The paper-making machine, or Fourdrinier machine, produced a continuous roll of paper almost automatically. It made the work of the dipper, the coucher and the lifter, who were at the heart of hand-made production, superfluous. The first paper-making machines appeared in the Netherlands in South Limburg from 1834 onwards and somewhat later in the old paper producing areas such as the Zaanstreek and the Veluwe. The energy needed was initially supplied by wind and water but these were soon replaced by steam. Machine-made paper slowly displaced hand-made paper because it was cheaper and could be supplied more quickly in large quantities. As the quality of this paper, especially in the initial decades, was much lower than that of hand-made paper there remained, up until the First World War, a (decreasing) international demand for the latter, especially for the production of bonds, official documents and de luxe editions. Because of this, Dutch papermakers were able to maintain their dominant position in this market for some time. Newspapers and most books, however, were soon printed on machine-made paper. Watermarks, which at first distinguished hand-made from machine-made paper, could, from 1827 onwards, also be applied to machine-made paper by using a wire form on the screen. Bibliophiles who liked to see watermarks in their books could from then on also be served with cheap factory-made paper (laid lines could be applied in this way so that the paper looked as if it had been made with an old-fashioned mould).

The increase in scale in paper production and the degree of specialisation among paper manufacturers led, around 1850, to the rise of the paper wholesaler who was able to provide printers and other clients with a large number of different types of paper.

Paper remained expensive, initially because the raw material, rags, was becoming scarce due to the increasing demand.
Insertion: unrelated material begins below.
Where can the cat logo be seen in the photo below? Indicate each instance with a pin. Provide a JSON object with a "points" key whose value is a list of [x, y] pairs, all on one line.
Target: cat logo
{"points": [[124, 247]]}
The long search for other raw materials led, in the 1850s, to the introduction of, among other things, straw, esparto grass and wood pulp and, twenty years later, to cellulose obtained from wood by means of a chemical process. Wood pulp and cellulose have since been the major raw materials for paper in addition to glue, colouring agents and fillers. The cheaper types of paper such as newsprint contain more wood pulp and the more expensive, and more durable, types are largely made from cellulose (this is often referred to as woodfree, but this only means free from wood pulp). The price of all types of paper fell between 1880 and 1900 by a quarter to a third. Large editions in particular (newspapers, popular reading material), where paper costs constituted a large part of the production costs, could now be put on the market much more cheaply.

Dutch printers obtained a large proportion of their paper from abroad, especially from Belgium and Germany, throughout the nineteenth century, mainly due to the relatively low import duties and the lead which these countries had in the field of mass production. After 1850, when import duties were reduced in other countries as well, the market for printed matter grew spectacularly and the Dutch paper industry concentrated into large mechanised companies and once again conquered a major part of the domestic and foreign market. The number of Dutch paper companies fell from 167 in 1852 to 35 in 1910, while production grew from 8 million kilograms in 1852 to 50 million kilograms shortly before the First World War. By the end of the 1840s an annual total of about 400,000 guilders (about € 182,000) for (mostly printing) paper was imported and in 1909 this had risen to 5 million guilders (about 2.27 million €). Exports grew from 3.3 million kilograms in 1874 to 14.6 million kilograms in 1909.